4:23 pm on Mar 11, 2011 (gmt 0)

10+ Year Member



@dazzlindonna

I have been looking at the site listed as well, there are some very high end sites that got hit as well as ones in the middle to low end.

Nice list by the way, I hope someone can make heads or tails of this algo.

I have a site that traffic almost doubled on after this algo, funny thing is I have another site set up the same way in EVERY aspect that traffic was cut in half, the only difference is the niche.

Does not make sense..

ken_b

4:44 pm on Mar 11, 2011 (gmt 0)

WebmasterWorld Senior Member 10+ Year Member Top Contributors Of The Month



dazzlindonna;
Nice article on your blog. I've been looking at some of the sites on the list on the Google page too. Your post on your blog makes it easy to get a quick look at some of the sites negatively affected.

I'm baffled by why some of the sites on the list have been hit. Especially some of the ecommerce sites. The couple of ecoms in my niche that I saw I would buy from comfortably.

When I look at some of the info sites, and compare them to my site (I took a huge hit) on the surface I can't see why they got hit.

My own site, not so hard to figure out, there are only so many ways to say "powered by 4 drunken webmasters", so it gets tough to be unique while staying with a few facts in what I call the "expanded captions" that I've been passing off as "textual content" to go with the images that are the main content on my photo gallery pages. But I've been accused of aspiring to mediocrity before :)

.

Mikey85

5:47 pm on Mar 13, 2011 (gmt 0)

10+ Year Member



What about classified ads websites? Did they lose, win or stable after the panda update?

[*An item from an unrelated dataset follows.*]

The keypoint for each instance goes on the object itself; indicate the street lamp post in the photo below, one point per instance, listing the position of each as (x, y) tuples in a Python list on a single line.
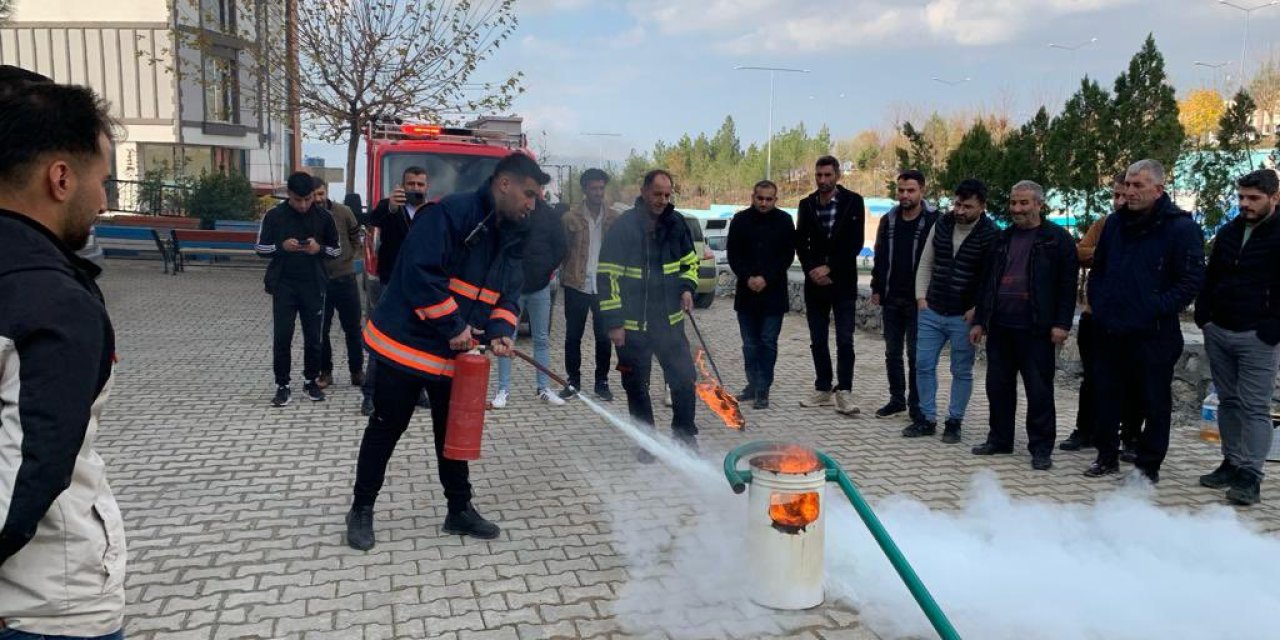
[(768, 154), (1248, 13), (602, 135), (1217, 69)]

Because users place there classified ad often on more then 1 site...so it's "duplicate" content?

mslina2002

6:41 pm on Mar 13, 2011 (gmt 0)

10+ Year Member



What about classified ads websites? Did they lose, win or stable after the panda update?

Because users place there classified ad often on more then 1 site...so it's "duplicate" content?


Sites like Craigslist were on the 'winners' list, however, I suspect because they are somewhat an authority. Ugly sites are notorious for doing well. The site also has very few ads that I can tell of or unless they are text links that I can't see.